In contrast, samples from the Barneys Canyon–Melco area, and from breccia samples throughout the district, show positive correlations between Tl and chalcophile elements such as As and Sb, which may relate to low temperature hydrothermal activity linked to sediment-hosted gold mineralization. Theoretical considerations, coupled with fluid inclusion analyses, suggest Tl and Au could have been co-transported to the Barneys Canyon–Melco area as bisulfide (HS⁻) complexes, consistent with increased levels of chalcophile elements in this location. The extraordinary range in ε²⁰⁵Tl from −16 to +7 in breccia samples from the Bingham district further supports a strong control on ε²⁰⁵Tl variability by low temperature hydrothermal fluid activity. Kinetic processes, which may relate to vapor separation during hydrothermal fluid evolution, cannot be definitively dismissed as the cause of Tl isotope variability; however, Tl-rich sulfide precipitation also appears to be a strong candidate for fractionating Tl isotopes.
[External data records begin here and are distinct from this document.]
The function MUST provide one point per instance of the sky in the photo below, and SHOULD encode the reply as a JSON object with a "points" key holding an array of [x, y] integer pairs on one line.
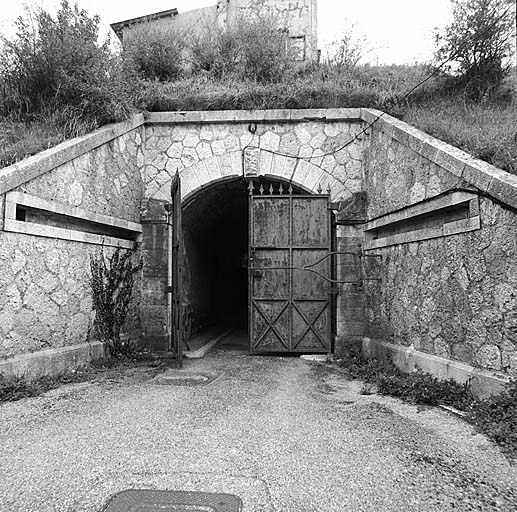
{"points": [[398, 31]]}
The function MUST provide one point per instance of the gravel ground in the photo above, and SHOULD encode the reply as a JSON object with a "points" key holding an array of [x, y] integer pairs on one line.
{"points": [[283, 434]]}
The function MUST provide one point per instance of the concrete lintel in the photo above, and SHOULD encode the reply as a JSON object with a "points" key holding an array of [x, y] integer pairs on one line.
{"points": [[52, 362], [254, 116], [36, 165], [483, 383]]}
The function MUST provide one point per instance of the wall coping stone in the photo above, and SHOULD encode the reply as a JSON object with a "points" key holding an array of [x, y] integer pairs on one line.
{"points": [[487, 178], [36, 165], [246, 116], [51, 361], [483, 383]]}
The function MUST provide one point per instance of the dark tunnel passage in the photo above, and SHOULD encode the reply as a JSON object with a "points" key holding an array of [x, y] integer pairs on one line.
{"points": [[215, 231], [215, 276]]}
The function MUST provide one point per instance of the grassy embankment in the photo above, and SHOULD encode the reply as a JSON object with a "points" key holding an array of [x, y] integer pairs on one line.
{"points": [[486, 130]]}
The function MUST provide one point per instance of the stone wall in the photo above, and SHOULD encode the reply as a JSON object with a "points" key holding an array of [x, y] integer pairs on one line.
{"points": [[444, 291], [45, 301], [451, 296], [207, 148]]}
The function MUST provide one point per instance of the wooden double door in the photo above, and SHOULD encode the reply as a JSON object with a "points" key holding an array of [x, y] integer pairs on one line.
{"points": [[290, 273]]}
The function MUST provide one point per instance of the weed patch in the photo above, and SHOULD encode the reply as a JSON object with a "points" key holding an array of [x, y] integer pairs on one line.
{"points": [[15, 389], [495, 416]]}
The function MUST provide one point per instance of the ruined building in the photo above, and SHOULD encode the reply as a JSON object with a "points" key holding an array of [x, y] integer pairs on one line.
{"points": [[296, 17]]}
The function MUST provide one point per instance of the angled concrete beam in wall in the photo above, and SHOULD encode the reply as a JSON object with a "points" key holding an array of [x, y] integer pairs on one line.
{"points": [[487, 178], [55, 220]]}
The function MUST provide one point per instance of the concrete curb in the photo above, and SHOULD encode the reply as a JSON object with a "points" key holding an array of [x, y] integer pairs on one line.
{"points": [[482, 383], [52, 362]]}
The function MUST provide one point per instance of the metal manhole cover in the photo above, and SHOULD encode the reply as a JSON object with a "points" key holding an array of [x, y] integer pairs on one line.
{"points": [[183, 379], [135, 500]]}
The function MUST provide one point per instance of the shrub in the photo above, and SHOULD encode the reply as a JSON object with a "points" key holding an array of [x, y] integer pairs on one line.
{"points": [[263, 50], [496, 416], [480, 43], [111, 281], [155, 52]]}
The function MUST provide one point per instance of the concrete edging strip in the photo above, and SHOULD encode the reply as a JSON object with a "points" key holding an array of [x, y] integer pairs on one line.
{"points": [[52, 361], [483, 383]]}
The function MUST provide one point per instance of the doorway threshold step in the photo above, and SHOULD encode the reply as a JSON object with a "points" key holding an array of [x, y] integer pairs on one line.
{"points": [[202, 351]]}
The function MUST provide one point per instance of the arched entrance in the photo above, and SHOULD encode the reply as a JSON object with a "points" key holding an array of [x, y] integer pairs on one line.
{"points": [[285, 308], [215, 222]]}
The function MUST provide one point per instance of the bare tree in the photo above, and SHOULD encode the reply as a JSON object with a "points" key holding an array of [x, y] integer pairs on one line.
{"points": [[479, 43]]}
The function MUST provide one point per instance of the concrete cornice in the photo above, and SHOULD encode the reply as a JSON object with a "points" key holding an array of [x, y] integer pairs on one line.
{"points": [[486, 178], [254, 116], [36, 165]]}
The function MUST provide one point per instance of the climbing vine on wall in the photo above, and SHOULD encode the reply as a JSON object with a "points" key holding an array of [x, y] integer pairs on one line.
{"points": [[112, 279]]}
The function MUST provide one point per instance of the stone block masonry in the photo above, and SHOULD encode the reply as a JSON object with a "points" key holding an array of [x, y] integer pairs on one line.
{"points": [[435, 231], [45, 300], [451, 296]]}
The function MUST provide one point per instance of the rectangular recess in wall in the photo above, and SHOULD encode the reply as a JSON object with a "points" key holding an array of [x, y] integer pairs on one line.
{"points": [[445, 215], [32, 215]]}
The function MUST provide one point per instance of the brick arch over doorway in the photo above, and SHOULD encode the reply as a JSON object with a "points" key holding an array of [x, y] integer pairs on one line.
{"points": [[301, 173]]}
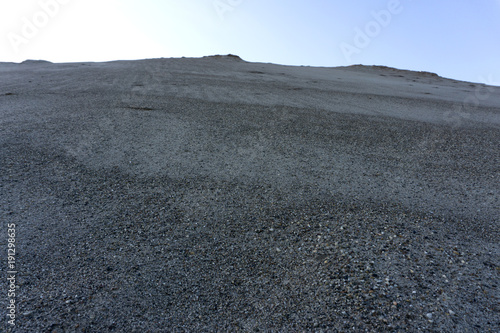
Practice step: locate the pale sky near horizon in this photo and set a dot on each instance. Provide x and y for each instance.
(453, 38)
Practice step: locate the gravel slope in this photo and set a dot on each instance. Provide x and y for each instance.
(214, 194)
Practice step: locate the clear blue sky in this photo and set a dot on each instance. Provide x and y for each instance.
(454, 38)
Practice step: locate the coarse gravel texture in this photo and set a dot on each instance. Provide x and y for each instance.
(218, 195)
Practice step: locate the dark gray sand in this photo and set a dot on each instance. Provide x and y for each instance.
(213, 194)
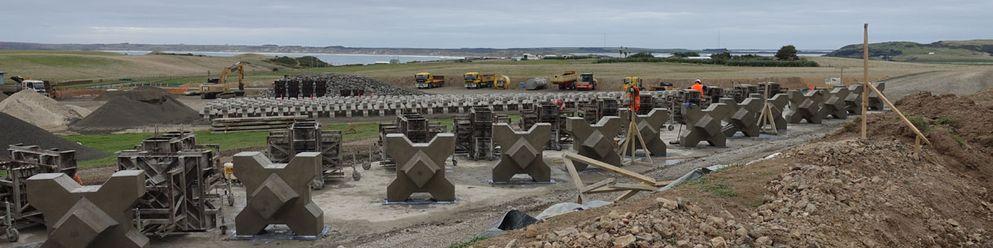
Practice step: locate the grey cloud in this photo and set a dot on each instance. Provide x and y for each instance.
(808, 24)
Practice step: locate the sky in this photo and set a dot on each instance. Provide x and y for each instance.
(698, 24)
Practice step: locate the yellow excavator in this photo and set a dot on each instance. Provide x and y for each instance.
(219, 88)
(502, 83)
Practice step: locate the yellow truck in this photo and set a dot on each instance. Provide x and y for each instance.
(566, 80)
(502, 83)
(425, 80)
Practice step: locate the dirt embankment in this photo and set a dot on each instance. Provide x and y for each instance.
(141, 107)
(15, 131)
(838, 192)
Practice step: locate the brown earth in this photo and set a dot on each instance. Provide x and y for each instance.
(137, 108)
(837, 192)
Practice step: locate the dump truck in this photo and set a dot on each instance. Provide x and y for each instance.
(425, 80)
(42, 87)
(586, 82)
(476, 80)
(502, 82)
(566, 80)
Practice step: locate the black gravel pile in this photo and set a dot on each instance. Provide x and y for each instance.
(16, 131)
(336, 84)
(137, 108)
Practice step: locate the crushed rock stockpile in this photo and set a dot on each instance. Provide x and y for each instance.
(39, 110)
(338, 82)
(137, 108)
(838, 192)
(16, 131)
(843, 193)
(351, 82)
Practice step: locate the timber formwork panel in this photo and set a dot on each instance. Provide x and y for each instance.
(595, 141)
(421, 167)
(307, 136)
(27, 161)
(181, 184)
(522, 152)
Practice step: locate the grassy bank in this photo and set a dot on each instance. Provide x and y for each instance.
(112, 143)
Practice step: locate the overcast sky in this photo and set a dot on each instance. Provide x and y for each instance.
(808, 24)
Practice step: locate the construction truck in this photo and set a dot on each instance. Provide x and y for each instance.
(631, 81)
(219, 88)
(566, 80)
(42, 87)
(425, 80)
(586, 82)
(502, 83)
(475, 80)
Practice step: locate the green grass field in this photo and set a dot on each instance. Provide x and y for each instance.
(111, 143)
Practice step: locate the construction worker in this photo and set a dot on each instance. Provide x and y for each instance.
(697, 86)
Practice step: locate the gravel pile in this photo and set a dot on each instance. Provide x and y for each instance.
(137, 108)
(338, 82)
(39, 110)
(16, 131)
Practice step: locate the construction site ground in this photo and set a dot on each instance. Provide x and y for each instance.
(358, 217)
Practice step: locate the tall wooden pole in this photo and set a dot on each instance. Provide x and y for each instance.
(865, 79)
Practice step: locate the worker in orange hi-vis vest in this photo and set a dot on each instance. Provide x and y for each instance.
(697, 86)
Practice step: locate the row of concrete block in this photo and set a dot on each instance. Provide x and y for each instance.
(362, 106)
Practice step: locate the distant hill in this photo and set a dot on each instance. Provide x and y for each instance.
(965, 51)
(467, 52)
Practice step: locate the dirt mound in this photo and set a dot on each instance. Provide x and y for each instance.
(137, 108)
(959, 82)
(107, 96)
(827, 194)
(39, 110)
(17, 131)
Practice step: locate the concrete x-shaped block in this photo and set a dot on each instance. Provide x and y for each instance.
(522, 152)
(278, 193)
(88, 216)
(421, 167)
(595, 141)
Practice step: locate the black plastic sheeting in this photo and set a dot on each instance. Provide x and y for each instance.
(515, 219)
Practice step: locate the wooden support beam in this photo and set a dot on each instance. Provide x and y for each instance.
(572, 156)
(627, 195)
(575, 179)
(865, 81)
(598, 185)
(902, 117)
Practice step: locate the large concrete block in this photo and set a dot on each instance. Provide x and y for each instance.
(595, 141)
(745, 118)
(420, 167)
(650, 128)
(806, 106)
(278, 193)
(522, 152)
(706, 125)
(88, 216)
(835, 104)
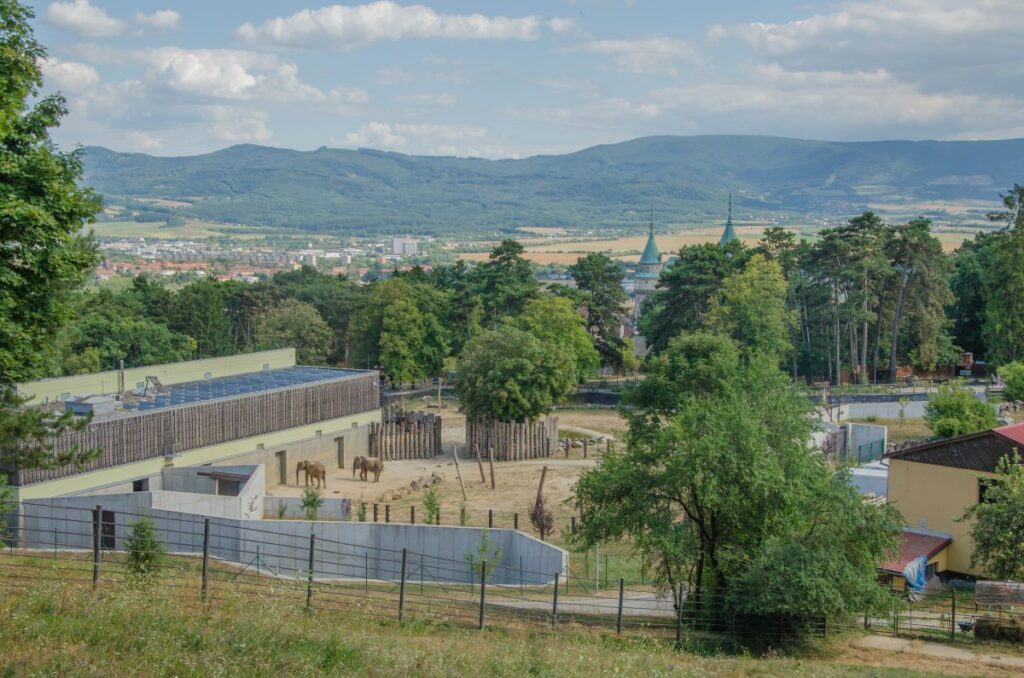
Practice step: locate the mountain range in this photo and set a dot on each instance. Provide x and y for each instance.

Further analysis to determine the mineral phase(s) hosting Tl and extreme Tl isotope signatures offers a fruitful avenue of future research. Combining such findings with analyses of other stable isotope systems on the same material is a potentially powerful approach to elucidate fluid complexation routes in the final cooling of hydrothermal fluids that generate ore deposits.